Abstract
Gemini API unlocks semantic search for Google Apps Script, boosting its power beyond automation. This report explores the result of attempting the semantic search using Gemini Pro API with Google Apps Script.
Introduction
The recent release of the LLM model Gemini as an API on Vertex AI and Google AI Studio opens a world of possibilities. Ref and Ref I believe Gemini API significantly expands the potential of Google Apps Script and paves the way for diverse applications. In this report, I present a result for attempting the semantic search using Gemini Pro API with Google Apps Script.
Google Apps Script is one of the powerful automation tools for achieving the automation process. Also, Google Apps Script can manage Google Docs (Documents, Spreadsheets, Slides, Forms, and so on) even when users are away from their computers. In the current stage, there are no built-in methods for the semantic search, yet. When Google Apps Script can be used for achieving the semantic search, it is considered that achieving this will expand the management of Google Docs and the development of various applications created by Google Apps Script.

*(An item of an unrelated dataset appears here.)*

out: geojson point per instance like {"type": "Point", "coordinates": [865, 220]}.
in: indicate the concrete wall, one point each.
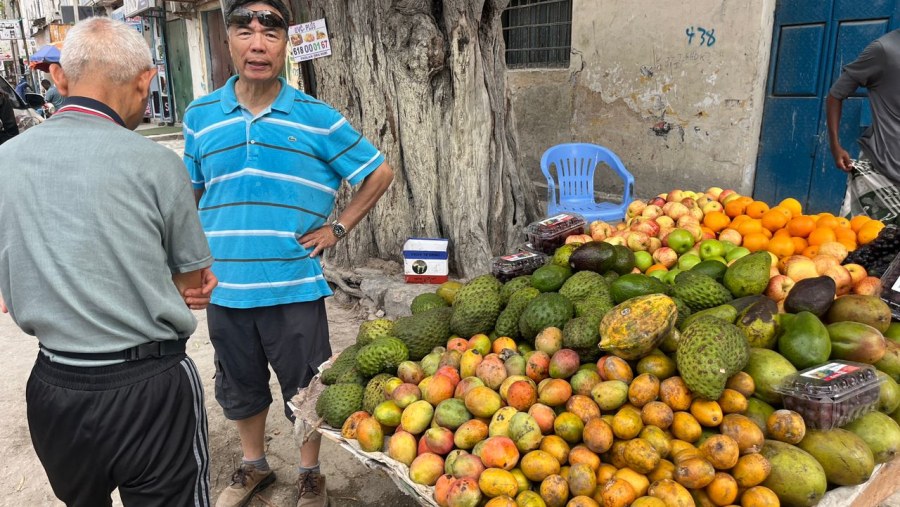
{"type": "Point", "coordinates": [680, 111]}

This report delves into the implementation of the semantic search by leveraging Gemini API with Google Apps Script.
Usage
In order to test this script, please do the following flow.
1. Create an API key
Please access https://makersuite.google.com/app/apikey and create your API key. At that time, please enable Generative Language API at the API console. This API key is used for this sample script.

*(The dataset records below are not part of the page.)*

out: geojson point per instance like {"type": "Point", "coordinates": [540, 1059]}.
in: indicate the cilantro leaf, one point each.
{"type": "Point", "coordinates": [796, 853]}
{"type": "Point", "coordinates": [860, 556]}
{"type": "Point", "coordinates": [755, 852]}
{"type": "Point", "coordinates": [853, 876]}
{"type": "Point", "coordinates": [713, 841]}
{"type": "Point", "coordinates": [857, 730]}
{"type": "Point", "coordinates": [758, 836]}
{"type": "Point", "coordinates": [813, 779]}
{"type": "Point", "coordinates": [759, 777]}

This official document can be also seen. Ref.
2. Create a Google Apps Script project
Please create a standalone Google Apps Script project. Of course, this script can be also used with the container-bound script.

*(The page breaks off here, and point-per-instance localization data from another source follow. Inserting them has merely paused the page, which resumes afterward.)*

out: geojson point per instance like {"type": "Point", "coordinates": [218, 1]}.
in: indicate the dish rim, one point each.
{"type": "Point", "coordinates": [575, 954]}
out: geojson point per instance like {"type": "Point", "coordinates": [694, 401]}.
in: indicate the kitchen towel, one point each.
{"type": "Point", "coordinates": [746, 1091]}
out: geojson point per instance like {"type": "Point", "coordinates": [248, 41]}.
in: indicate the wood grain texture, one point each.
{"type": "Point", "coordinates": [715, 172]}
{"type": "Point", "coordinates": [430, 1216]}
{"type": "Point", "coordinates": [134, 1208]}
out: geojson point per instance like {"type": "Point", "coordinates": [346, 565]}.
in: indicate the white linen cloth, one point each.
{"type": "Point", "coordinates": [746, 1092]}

And, please open the script editor of the Google Apps Script project.
3. Sample scripts
The base script is as follows. Please copy and paste the following script to the script editor, set your API key to the function getEmbedding_
, and save the script.
In this sample, in order to evaluate the similarity of embedding values, the cosine similarity is calculated.
/**
* ### Description
* Calculate cosine similarity from 2 arrays.
*
* @param {Array} array1 1-dimensional array.
* @param {Array} array2 1-dimensional array.
* @return {Number} Calculated result of cosine similarity.
*/
function cosineSimilarity_(array1, array2) {
const dotProduct = array1.reduce((t, e, i) => (t += e * array2[i]), 0);
const magnitudes = [array1, array2]
.map((e) => Math.sqrt(e.reduce((t, f) => (t += f * f), 0)))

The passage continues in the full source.